I was wondering, though...when I get to that stage, should I expect any problems with introducing an adult male? I assume I should not make any such addition as long as there are tads from the previous group present, right?

Landon, your remarks were very kind and helpful. That's interesting about your vents--I'll be looking for news about the three tads that disappeared. As far as enjoying my new purchases--the only frogs I bought were for my son's friend, so they are up at MSU now. I thought it would be ok to get to MWFF around 10, then go to Aaron's talk...by the time we got to the vendor display the spp I were considering were sold out! But, I am enjoying my new broms and other plants...Right now I have a total of 1 frog--and 4 future frogs, I hope...

Bill, you have a way of summarizing things most helpfully. I go back and forth on pulling the tads. My main hesitation is the fear that I might screw things up...This summer, when my son's frogs were here, he was getting his first tads. The lamasi eggs were pulled and morphed out beautifully. His first leuc tad, ditto. The second leuc--spindly! (You can believe we've been avidly following the spindly-leg threads here...)

Which reminds me of a question I was going to ask while it still applied to my situation, but I guess I might as well ask it now anyway. Do parent-raised tads ever emerge with spindly? I don't remember ever reading anything about this...

I guess, since I can also screw up the adding-food-to-canisters-left-in-the-viv route, I might as well go ahead and take them out...Then I can stop worrying about knocking the canisters off the sides, at least! 

Sigh. It's still WAY too quiet in here. I can't believe I let this happen. 

Thanks again you guys. Sorry for the long posts.


----------



## elmoisfive (Dec 31, 2004)

Diane,

It is possible for parent raised tads to come out of the water with leg problems...though that is not common in my experience.

Bill


----------



## c'est ma (Sep 11, 2004)

Well, that makes sense under the parents'-nutritional-status theory of spindly...

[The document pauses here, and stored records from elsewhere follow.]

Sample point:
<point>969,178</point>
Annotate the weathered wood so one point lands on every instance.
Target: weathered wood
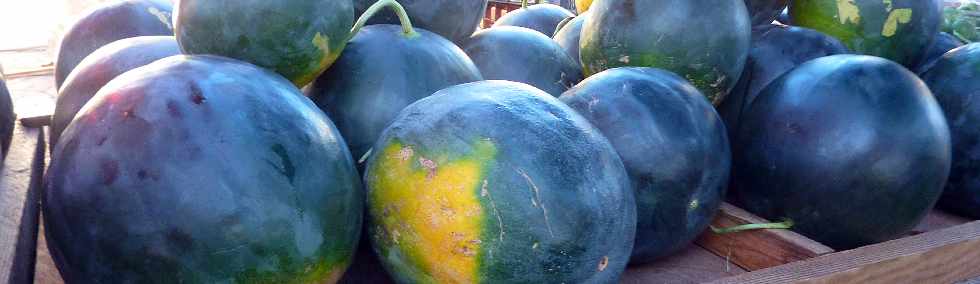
<point>45,271</point>
<point>19,207</point>
<point>757,249</point>
<point>692,265</point>
<point>942,256</point>
<point>43,71</point>
<point>36,121</point>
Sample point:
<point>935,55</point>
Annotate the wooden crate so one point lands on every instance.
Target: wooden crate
<point>943,249</point>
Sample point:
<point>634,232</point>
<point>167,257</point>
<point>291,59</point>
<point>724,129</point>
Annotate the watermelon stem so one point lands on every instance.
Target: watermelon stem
<point>785,224</point>
<point>406,23</point>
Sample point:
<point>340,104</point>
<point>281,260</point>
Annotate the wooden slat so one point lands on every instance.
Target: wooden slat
<point>36,121</point>
<point>757,249</point>
<point>942,256</point>
<point>43,71</point>
<point>19,205</point>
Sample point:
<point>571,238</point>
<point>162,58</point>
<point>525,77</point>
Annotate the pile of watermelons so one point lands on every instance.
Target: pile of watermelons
<point>269,140</point>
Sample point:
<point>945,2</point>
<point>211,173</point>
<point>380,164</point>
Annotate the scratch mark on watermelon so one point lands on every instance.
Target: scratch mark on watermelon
<point>162,16</point>
<point>537,201</point>
<point>500,222</point>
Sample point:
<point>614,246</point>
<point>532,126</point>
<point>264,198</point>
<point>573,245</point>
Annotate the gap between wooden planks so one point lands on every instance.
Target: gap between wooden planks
<point>19,205</point>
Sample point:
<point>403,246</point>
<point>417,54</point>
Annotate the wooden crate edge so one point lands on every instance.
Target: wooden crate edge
<point>941,256</point>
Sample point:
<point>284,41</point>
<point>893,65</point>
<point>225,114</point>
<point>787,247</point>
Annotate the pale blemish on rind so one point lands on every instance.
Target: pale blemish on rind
<point>896,17</point>
<point>430,211</point>
<point>162,16</point>
<point>536,200</point>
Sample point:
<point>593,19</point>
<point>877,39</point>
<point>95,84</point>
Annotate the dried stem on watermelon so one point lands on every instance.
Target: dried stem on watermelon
<point>406,23</point>
<point>785,224</point>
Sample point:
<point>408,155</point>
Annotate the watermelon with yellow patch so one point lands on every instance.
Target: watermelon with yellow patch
<point>298,39</point>
<point>498,182</point>
<point>899,30</point>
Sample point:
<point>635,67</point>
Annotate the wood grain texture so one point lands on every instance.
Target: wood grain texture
<point>19,205</point>
<point>942,256</point>
<point>757,249</point>
<point>692,265</point>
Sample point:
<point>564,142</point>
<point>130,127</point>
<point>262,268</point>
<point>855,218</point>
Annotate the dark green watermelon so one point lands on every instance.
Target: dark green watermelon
<point>543,18</point>
<point>776,49</point>
<point>381,71</point>
<point>673,145</point>
<point>498,182</point>
<point>704,41</point>
<point>944,43</point>
<point>899,30</point>
<point>102,66</point>
<point>455,20</point>
<point>784,18</point>
<point>763,12</point>
<point>201,169</point>
<point>568,36</point>
<point>7,118</point>
<point>853,149</point>
<point>523,55</point>
<point>108,23</point>
<point>296,38</point>
<point>955,80</point>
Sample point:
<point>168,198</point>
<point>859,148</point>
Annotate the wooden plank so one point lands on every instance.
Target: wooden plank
<point>42,71</point>
<point>692,265</point>
<point>19,205</point>
<point>36,121</point>
<point>943,256</point>
<point>45,271</point>
<point>757,249</point>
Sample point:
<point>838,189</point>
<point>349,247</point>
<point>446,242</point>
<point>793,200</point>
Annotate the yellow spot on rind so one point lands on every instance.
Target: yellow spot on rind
<point>847,11</point>
<point>434,205</point>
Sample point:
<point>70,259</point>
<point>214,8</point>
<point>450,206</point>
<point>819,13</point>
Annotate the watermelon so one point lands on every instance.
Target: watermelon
<point>568,36</point>
<point>523,55</point>
<point>498,182</point>
<point>102,66</point>
<point>382,70</point>
<point>763,12</point>
<point>296,38</point>
<point>543,18</point>
<point>582,5</point>
<point>704,41</point>
<point>201,169</point>
<point>673,145</point>
<point>776,49</point>
<point>944,43</point>
<point>108,23</point>
<point>455,20</point>
<point>900,30</point>
<point>853,149</point>
<point>783,17</point>
<point>955,79</point>
<point>7,118</point>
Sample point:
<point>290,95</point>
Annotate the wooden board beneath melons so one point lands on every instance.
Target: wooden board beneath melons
<point>943,249</point>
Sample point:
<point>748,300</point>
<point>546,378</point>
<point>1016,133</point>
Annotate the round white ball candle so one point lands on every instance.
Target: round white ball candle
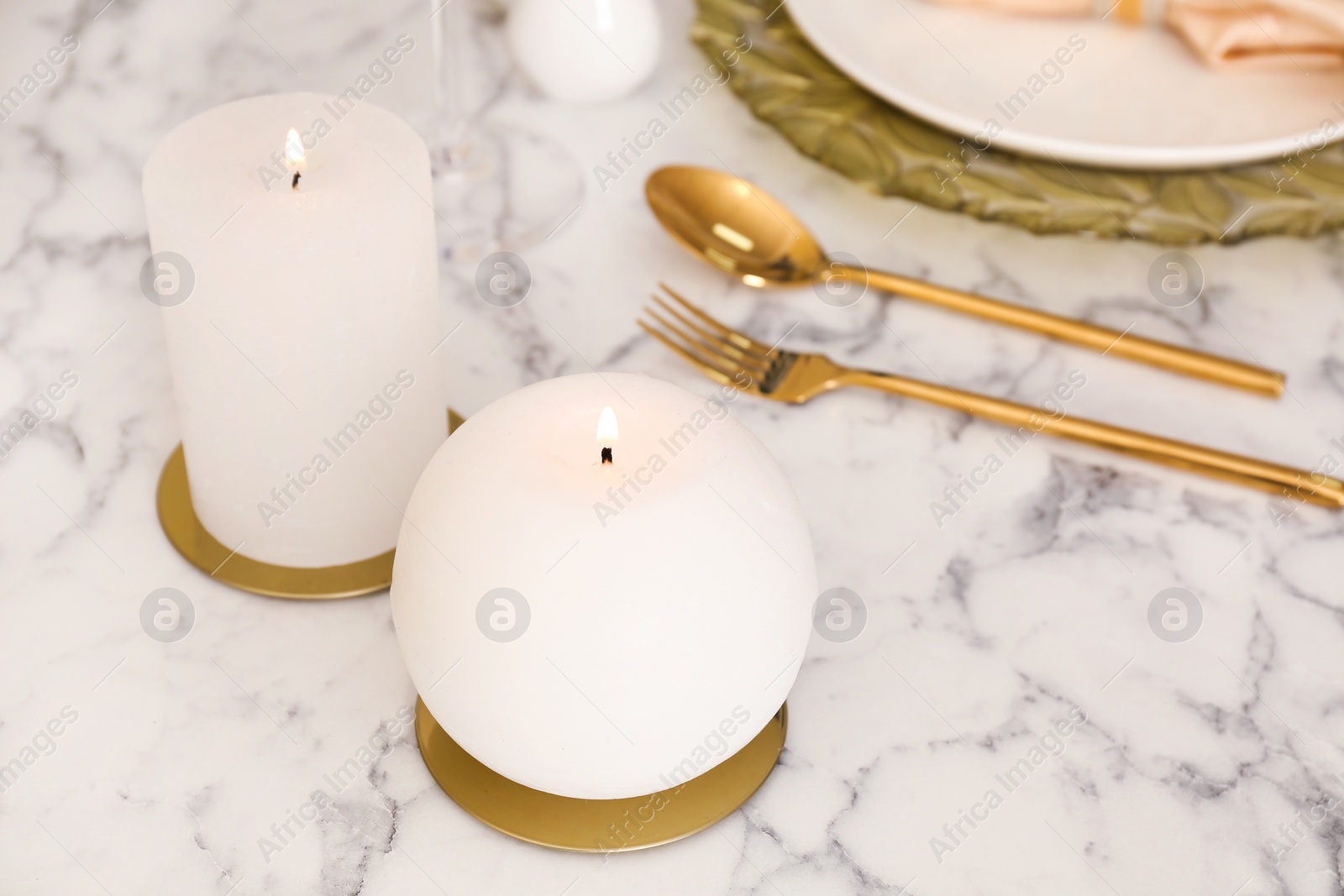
<point>307,392</point>
<point>658,605</point>
<point>585,50</point>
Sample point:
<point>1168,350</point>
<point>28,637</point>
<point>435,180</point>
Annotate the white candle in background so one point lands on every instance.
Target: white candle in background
<point>658,605</point>
<point>307,394</point>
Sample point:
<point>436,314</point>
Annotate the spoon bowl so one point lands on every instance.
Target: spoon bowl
<point>743,230</point>
<point>734,224</point>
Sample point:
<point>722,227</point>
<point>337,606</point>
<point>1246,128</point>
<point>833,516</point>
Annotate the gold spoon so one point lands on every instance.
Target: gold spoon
<point>748,233</point>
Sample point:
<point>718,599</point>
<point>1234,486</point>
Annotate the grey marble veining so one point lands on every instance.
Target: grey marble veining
<point>1211,766</point>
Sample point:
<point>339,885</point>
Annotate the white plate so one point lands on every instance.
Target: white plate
<point>1133,97</point>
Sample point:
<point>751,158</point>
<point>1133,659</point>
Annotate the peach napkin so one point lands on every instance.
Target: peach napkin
<point>1236,35</point>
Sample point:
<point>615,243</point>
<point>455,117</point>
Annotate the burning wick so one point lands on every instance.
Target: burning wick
<point>608,432</point>
<point>295,156</point>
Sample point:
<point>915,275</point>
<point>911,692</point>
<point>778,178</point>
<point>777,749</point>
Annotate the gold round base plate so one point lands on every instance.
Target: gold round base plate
<point>203,551</point>
<point>598,825</point>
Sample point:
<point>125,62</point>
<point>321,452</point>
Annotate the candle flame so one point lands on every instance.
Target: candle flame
<point>606,429</point>
<point>295,156</point>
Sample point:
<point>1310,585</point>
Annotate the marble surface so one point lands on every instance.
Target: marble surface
<point>1210,766</point>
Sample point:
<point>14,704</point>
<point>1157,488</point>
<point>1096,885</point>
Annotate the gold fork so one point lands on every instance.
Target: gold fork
<point>743,363</point>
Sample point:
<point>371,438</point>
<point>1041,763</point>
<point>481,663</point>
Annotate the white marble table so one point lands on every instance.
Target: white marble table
<point>1028,604</point>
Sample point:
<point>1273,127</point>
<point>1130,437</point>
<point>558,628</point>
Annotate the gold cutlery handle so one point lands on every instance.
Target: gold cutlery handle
<point>1261,474</point>
<point>1136,348</point>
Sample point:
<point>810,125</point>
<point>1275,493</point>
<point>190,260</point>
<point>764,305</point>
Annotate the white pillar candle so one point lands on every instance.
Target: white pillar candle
<point>307,392</point>
<point>659,604</point>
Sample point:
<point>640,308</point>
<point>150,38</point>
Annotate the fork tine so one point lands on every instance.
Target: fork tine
<point>719,344</point>
<point>705,367</point>
<point>707,352</point>
<point>727,332</point>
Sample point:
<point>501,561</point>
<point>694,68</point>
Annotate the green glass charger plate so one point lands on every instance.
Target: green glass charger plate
<point>831,118</point>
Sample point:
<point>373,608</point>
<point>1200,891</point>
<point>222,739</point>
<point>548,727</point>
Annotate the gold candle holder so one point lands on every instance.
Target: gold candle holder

Today I removed tads 1, 3, and 4 to cups outside the viv. I left tad 2 in the viv as the female had fed him Monday and he still had egg remains available...and guess what? She fed him again tonight. I was so happy to see this--it seems as if this was the only tad she "knew" the whereabouts of. The others had not been egg-fed since the males were lost. I'm thinking I'll leave "Dos" in the viv as long as she's feeding him. Sort of hedging my bets and also appreciating two different tad-rearing methods. Plus I hate to leave the female all alone...

Meanwhile, it is fun to have the tads out where I can watch them more closely.

Question: does color feeding help intermedius colors, and if so, what works best? (I am also watching Shawn's lamasi thread which is talking about color feeding now...)


----------



## topaz017 (Jul 30, 2006)

Im so heartbroken to read this  I always looked up your posts because I too have 3 intermedius.. I loved hearing about your guys when they laid the first eggs. Ill miss hearing more.

I get paranoid all the time after i open my lid, I check once, twice.... five times after its back on to make sure they are all there... they are fast little guys.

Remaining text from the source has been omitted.